Nichola Feldman-Kiss: \ childish objects / between a rock and a hard place
January 12 – March 4, 2018
Nichola Feldman-Kiss’ artistic practice has evolved from using her own body/psyche as a site to explore the self-portrait and identity narratives. Framed by her interests in psychoanalysis, feminist and postcolonial theories of subjectivity, childish objects (1966 – ) is an ongoing body of work including photographic, audio, digital and sculptural installations fashioned from personal objects drawn from autobiographical meditations on early memories of artistic impulse.
This is Us: Ursuline College Chatham
January 12 – March 18, 2018
Students led by Ursuline College Chatham art teachers Nicole McEachran and Melissa Fernandes explore themes of Identity in multi-media works.

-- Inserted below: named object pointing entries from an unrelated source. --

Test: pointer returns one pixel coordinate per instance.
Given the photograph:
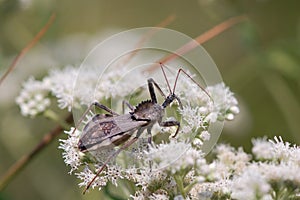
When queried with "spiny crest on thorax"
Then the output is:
(142, 107)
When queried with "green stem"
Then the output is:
(17, 167)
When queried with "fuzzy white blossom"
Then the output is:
(174, 156)
(33, 99)
(71, 154)
(251, 184)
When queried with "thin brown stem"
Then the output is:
(148, 35)
(218, 29)
(36, 38)
(23, 161)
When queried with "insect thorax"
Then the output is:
(148, 110)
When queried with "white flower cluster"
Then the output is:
(61, 84)
(33, 99)
(235, 175)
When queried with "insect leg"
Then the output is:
(101, 106)
(171, 123)
(187, 75)
(151, 84)
(113, 155)
(127, 104)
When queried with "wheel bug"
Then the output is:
(113, 129)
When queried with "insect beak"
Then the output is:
(178, 100)
(81, 147)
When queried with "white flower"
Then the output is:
(250, 185)
(283, 151)
(262, 149)
(61, 84)
(174, 156)
(205, 135)
(225, 104)
(33, 98)
(71, 153)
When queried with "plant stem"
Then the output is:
(179, 183)
(24, 160)
(36, 38)
(55, 117)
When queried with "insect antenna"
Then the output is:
(165, 76)
(177, 76)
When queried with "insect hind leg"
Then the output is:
(126, 145)
(94, 104)
(171, 123)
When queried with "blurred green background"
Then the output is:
(259, 60)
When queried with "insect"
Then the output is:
(113, 129)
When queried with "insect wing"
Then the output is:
(106, 132)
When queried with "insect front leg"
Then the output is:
(151, 84)
(171, 123)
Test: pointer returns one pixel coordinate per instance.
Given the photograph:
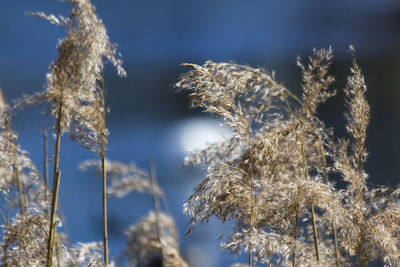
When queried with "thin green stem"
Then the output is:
(103, 164)
(156, 202)
(56, 185)
(296, 229)
(53, 220)
(45, 161)
(105, 234)
(315, 232)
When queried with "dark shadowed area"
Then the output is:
(149, 120)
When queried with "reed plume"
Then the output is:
(76, 93)
(272, 177)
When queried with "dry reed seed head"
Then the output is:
(358, 115)
(144, 242)
(281, 165)
(75, 78)
(238, 94)
(124, 178)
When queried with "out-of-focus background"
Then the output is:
(149, 120)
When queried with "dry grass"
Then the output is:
(272, 177)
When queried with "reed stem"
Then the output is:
(56, 185)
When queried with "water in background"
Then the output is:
(149, 120)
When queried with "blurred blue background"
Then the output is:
(149, 120)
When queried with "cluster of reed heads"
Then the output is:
(273, 177)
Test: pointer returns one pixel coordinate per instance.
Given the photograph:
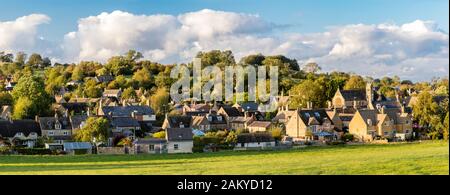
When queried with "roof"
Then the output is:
(124, 122)
(77, 120)
(9, 129)
(48, 123)
(314, 116)
(150, 141)
(350, 95)
(123, 111)
(232, 111)
(254, 137)
(263, 124)
(249, 106)
(104, 78)
(175, 121)
(369, 114)
(77, 145)
(179, 134)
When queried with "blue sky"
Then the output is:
(407, 38)
(302, 15)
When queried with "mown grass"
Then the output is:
(412, 158)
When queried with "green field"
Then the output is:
(411, 158)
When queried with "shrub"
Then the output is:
(348, 137)
(33, 151)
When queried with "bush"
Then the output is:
(348, 137)
(33, 151)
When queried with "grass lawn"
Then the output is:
(412, 158)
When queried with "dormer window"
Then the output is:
(369, 122)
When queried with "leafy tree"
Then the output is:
(94, 128)
(159, 100)
(160, 135)
(32, 87)
(306, 91)
(355, 82)
(144, 78)
(5, 99)
(129, 93)
(312, 67)
(20, 58)
(35, 60)
(23, 108)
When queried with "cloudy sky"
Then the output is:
(408, 38)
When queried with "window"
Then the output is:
(151, 147)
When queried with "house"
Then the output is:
(150, 146)
(20, 132)
(367, 125)
(177, 122)
(255, 140)
(104, 79)
(126, 126)
(140, 113)
(309, 124)
(77, 122)
(58, 128)
(5, 112)
(77, 147)
(259, 126)
(179, 140)
(209, 122)
(113, 93)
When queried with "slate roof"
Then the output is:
(48, 123)
(179, 134)
(124, 122)
(174, 121)
(369, 114)
(249, 106)
(9, 129)
(317, 116)
(264, 124)
(123, 111)
(350, 95)
(232, 111)
(150, 141)
(77, 120)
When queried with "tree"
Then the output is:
(35, 60)
(144, 78)
(5, 99)
(32, 87)
(94, 128)
(129, 93)
(23, 108)
(312, 67)
(160, 135)
(306, 91)
(159, 100)
(355, 82)
(20, 58)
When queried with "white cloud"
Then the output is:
(416, 50)
(21, 34)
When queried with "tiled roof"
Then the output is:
(179, 134)
(350, 95)
(123, 111)
(9, 129)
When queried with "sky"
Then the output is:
(408, 38)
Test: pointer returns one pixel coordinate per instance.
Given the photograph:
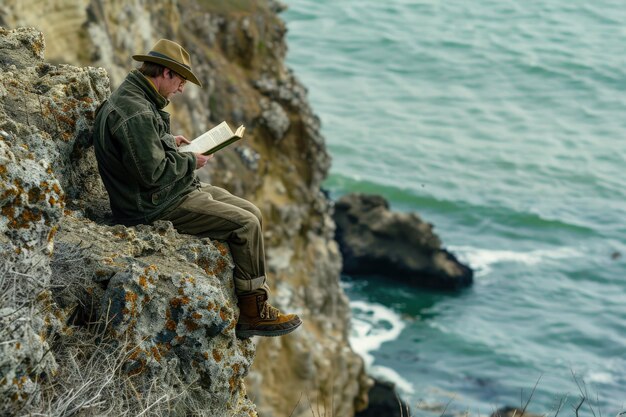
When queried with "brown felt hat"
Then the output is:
(170, 55)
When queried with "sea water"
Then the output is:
(503, 123)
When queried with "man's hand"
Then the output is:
(181, 139)
(201, 160)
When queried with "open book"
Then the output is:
(213, 140)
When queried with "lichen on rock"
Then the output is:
(157, 306)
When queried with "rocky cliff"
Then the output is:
(156, 304)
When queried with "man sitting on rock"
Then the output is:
(148, 179)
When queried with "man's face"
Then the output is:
(173, 83)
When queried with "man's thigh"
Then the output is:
(224, 196)
(201, 214)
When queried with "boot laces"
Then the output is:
(268, 311)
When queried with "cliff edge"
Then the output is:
(137, 305)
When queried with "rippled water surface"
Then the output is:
(504, 124)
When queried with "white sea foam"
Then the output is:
(373, 325)
(600, 377)
(481, 260)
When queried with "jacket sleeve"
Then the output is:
(154, 162)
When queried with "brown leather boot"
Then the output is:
(258, 318)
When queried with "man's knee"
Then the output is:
(252, 222)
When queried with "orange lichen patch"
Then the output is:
(131, 298)
(221, 247)
(8, 212)
(191, 325)
(233, 379)
(34, 194)
(52, 233)
(223, 314)
(156, 353)
(179, 301)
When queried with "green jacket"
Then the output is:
(138, 160)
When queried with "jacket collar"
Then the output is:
(140, 80)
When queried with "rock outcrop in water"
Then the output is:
(117, 312)
(376, 241)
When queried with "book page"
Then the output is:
(209, 139)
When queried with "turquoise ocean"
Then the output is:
(503, 123)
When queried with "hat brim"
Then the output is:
(173, 65)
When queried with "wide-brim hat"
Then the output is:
(170, 55)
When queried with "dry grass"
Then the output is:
(91, 379)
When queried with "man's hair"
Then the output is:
(150, 69)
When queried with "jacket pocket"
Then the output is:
(161, 196)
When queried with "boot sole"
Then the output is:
(248, 333)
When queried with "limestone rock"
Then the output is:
(238, 51)
(157, 306)
(375, 240)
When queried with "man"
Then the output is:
(148, 179)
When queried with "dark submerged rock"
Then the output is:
(377, 241)
(384, 401)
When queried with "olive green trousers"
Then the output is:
(217, 214)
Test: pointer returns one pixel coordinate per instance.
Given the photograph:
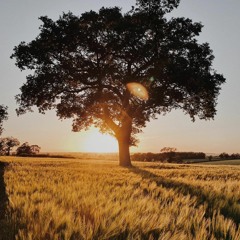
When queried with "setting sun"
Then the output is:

Patrick DeCoste: 13 Moons and a Canoe
March 23 – May 13, 2018
Curator: Carla Garnet
This solo exhibition presents new interdisciplinary work exploring DeCoste’s Nova Scotia Métis roots and Indigenous histories. The presentation includes a series of acrylic paintings on Polar Bear, Spirit Bear and other animal skins, along with paintings and studio objects that the artist has created, as a means to a deepened understanding of his cultural identity and connections to land, earth and sky.

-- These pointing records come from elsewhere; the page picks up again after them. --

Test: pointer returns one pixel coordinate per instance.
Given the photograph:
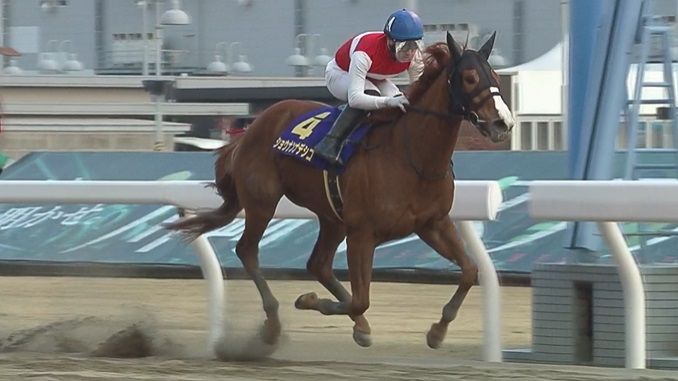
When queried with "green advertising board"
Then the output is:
(132, 234)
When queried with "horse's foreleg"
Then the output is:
(360, 255)
(443, 237)
(247, 249)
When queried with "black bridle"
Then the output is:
(460, 104)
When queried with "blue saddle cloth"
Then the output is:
(305, 132)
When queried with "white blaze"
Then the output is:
(503, 110)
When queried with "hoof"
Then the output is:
(307, 301)
(364, 339)
(436, 335)
(270, 332)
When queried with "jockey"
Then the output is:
(360, 72)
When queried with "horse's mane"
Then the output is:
(436, 58)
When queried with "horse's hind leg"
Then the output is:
(443, 237)
(320, 265)
(257, 218)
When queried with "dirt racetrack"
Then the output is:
(71, 328)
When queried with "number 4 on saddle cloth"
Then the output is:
(304, 133)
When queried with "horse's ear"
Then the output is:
(487, 47)
(454, 48)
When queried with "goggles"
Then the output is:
(405, 50)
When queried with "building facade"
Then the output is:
(108, 35)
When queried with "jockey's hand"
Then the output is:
(398, 101)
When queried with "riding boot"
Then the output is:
(330, 146)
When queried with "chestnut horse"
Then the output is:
(398, 183)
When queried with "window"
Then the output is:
(543, 136)
(525, 136)
(559, 142)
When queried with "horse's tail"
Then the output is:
(207, 221)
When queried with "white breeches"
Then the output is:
(338, 81)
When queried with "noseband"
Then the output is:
(459, 102)
(459, 106)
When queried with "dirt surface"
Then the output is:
(139, 329)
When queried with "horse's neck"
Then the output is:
(432, 139)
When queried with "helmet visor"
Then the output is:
(405, 50)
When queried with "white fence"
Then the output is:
(474, 201)
(606, 203)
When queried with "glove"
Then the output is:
(398, 101)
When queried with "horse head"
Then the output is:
(473, 88)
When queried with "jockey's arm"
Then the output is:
(416, 67)
(357, 73)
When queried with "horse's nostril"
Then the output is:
(500, 124)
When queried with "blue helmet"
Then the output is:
(404, 25)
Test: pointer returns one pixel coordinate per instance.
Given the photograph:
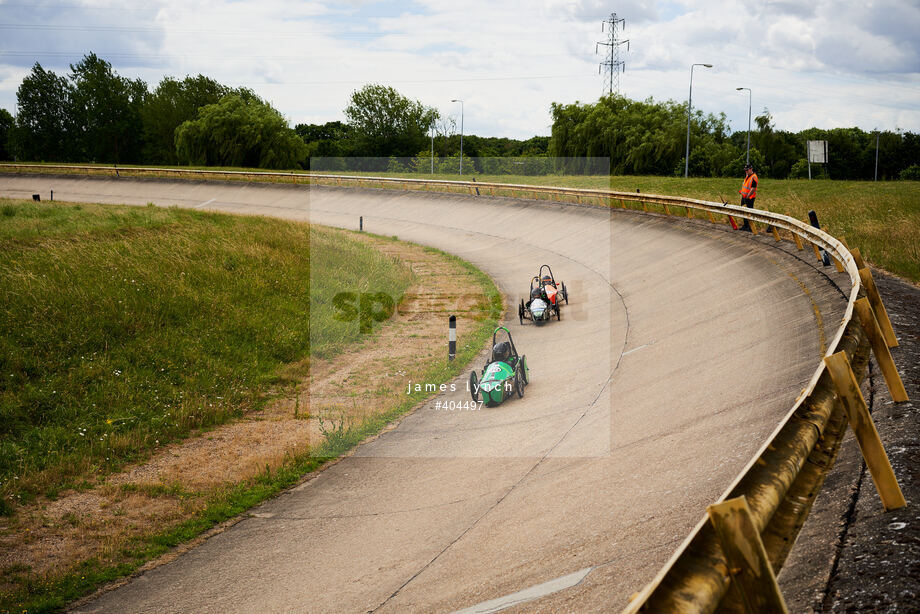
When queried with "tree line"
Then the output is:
(93, 114)
(649, 138)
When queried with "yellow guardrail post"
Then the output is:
(748, 565)
(882, 354)
(878, 307)
(857, 258)
(866, 435)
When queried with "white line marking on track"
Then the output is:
(528, 594)
(639, 348)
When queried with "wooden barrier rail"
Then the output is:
(768, 502)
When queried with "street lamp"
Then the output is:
(747, 159)
(689, 112)
(461, 132)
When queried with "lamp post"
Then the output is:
(461, 132)
(876, 155)
(689, 114)
(747, 158)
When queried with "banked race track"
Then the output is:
(683, 347)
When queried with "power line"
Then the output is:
(612, 65)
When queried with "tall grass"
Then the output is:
(124, 328)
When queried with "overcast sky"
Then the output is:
(822, 63)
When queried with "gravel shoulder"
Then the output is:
(852, 556)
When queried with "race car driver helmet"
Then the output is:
(501, 351)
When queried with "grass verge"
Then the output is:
(117, 233)
(125, 328)
(881, 218)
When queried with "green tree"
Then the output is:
(172, 103)
(105, 112)
(6, 130)
(40, 132)
(327, 142)
(386, 123)
(240, 130)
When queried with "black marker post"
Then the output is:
(813, 218)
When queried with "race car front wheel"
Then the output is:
(474, 386)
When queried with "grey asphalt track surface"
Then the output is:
(684, 346)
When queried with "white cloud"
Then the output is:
(824, 63)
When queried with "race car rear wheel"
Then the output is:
(474, 386)
(519, 381)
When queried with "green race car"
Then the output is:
(505, 373)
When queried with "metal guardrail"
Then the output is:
(782, 480)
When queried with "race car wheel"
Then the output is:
(474, 386)
(519, 382)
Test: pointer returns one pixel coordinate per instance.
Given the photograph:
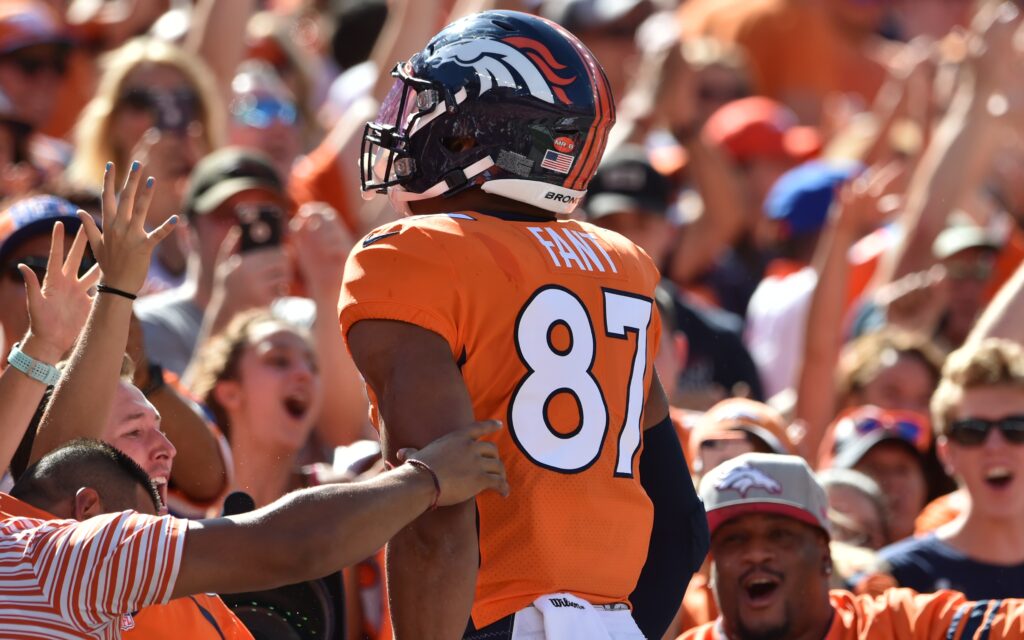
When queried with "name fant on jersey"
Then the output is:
(572, 249)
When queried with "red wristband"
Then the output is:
(419, 464)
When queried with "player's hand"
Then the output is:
(321, 245)
(465, 466)
(251, 280)
(59, 306)
(124, 248)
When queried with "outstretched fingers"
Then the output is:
(74, 259)
(91, 231)
(56, 249)
(158, 235)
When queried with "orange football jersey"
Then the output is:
(904, 614)
(555, 331)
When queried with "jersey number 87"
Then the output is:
(553, 371)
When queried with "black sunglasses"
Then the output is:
(974, 431)
(33, 67)
(38, 266)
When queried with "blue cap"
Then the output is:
(801, 198)
(33, 216)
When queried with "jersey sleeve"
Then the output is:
(109, 564)
(401, 272)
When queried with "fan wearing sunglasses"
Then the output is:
(979, 418)
(890, 446)
(33, 57)
(25, 238)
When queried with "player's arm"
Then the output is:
(431, 563)
(679, 537)
(311, 532)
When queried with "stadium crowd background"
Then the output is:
(834, 190)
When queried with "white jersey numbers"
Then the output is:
(556, 340)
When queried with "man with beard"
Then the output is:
(771, 565)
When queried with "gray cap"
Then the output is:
(764, 483)
(962, 237)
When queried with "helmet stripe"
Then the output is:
(599, 132)
(572, 180)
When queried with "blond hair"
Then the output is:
(92, 132)
(866, 356)
(993, 361)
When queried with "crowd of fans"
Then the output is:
(832, 189)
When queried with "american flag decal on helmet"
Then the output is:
(553, 161)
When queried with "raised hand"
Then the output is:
(124, 248)
(465, 466)
(322, 245)
(59, 306)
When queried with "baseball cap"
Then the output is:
(860, 429)
(584, 15)
(759, 127)
(764, 483)
(227, 172)
(33, 216)
(801, 198)
(626, 182)
(961, 237)
(29, 23)
(736, 417)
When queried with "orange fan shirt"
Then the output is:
(554, 328)
(200, 616)
(904, 614)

Julia Vandepolder: Truth in Beauty
May 18 – July 15, 2018
Curator: Irene MacCreadie
Caledon based artist Julia Vandepolder's highly gestural large oil paintings are observational studies whose textural surfaces create tension between abstraction and representational elements. Her point of view is marked by an awareness of the environmental impact of human beings on the natural and domestic world, noted by the subtle transitions of colour, and its ability to transform.
Fireworks 2017
May 18 – July 15, 2018
Organized by FUSION: The Ontario Clay and Glass Association
The talent and creative spirit of FUSION members is highlighted in this celebratory exhibition, which showcases diverse and unique works of art selected by jurors Sandra Alfoldy and Ione Thorkelsson. Fireworks stands as a testament to the vitality, originality and inventiveness of today's practicing crafts community - a tribute to those makers who have chosen clay and glass as their mode of self expression and in some instances, their livelihood.
Contact Landing(s)
Curated by Ellyn Walker
July 20 – September 16, 2018
Presented in partnership with Charles Street Video, Toronto
This guest curated group exhibition considers the lived histories and contested realities of people’s diverse relationships to Chatham-Kent as a way to understand the limits and possibilities of conversations around shared land. Diverse works from Canadian and international artists explores colonization, slavery, diaspora, and immigration, sharing in the complicated histories of imperialism, settlement, and now, gentrification, which shape how we both use and portray landscape, the settler-colonial narrative of Chatham farm-life and notions of black freedom that evade the longstanding histories of indigenous presence in the area.
Ed Pien: Shadowed Land
September 21 – November 18, 2018
Shadowed Land features installation and video work in which Pien explores notions of sense memory and the irrepresentability of traumatic histories and loss. Incorporating photography, video, sound, light and kinetic installations, this body of work has grown out of Pien’s interest in concepts of disappearance and haunting, and probes ideas of being implicated, bearing witness, loss, mourning, resilience, and empathy.
Breaking Barriers
September 21 – November 18, 2018
Presented in partnership with C-K Prosperity Roundtable & Chatham-Kent Employment and Social Services
The exhibition's themes of oppression, marginalization and overcoming barriers (especially ones of poverty) are filters experienced by many community members – facilitating creative expression that empowers and builds a broader understanding of local issues benefits all members of Chatham-Kent.
Eye 4 Art
November 23 – January 13, 2018
This biennale exhibition celebrating regional artists, serves as a fundraiser for ARTspace, our community art gallery. Guest Juror and artist Kris Knight formerly of Ridgetown and currently based in Toronto, selects from a range of works in various media.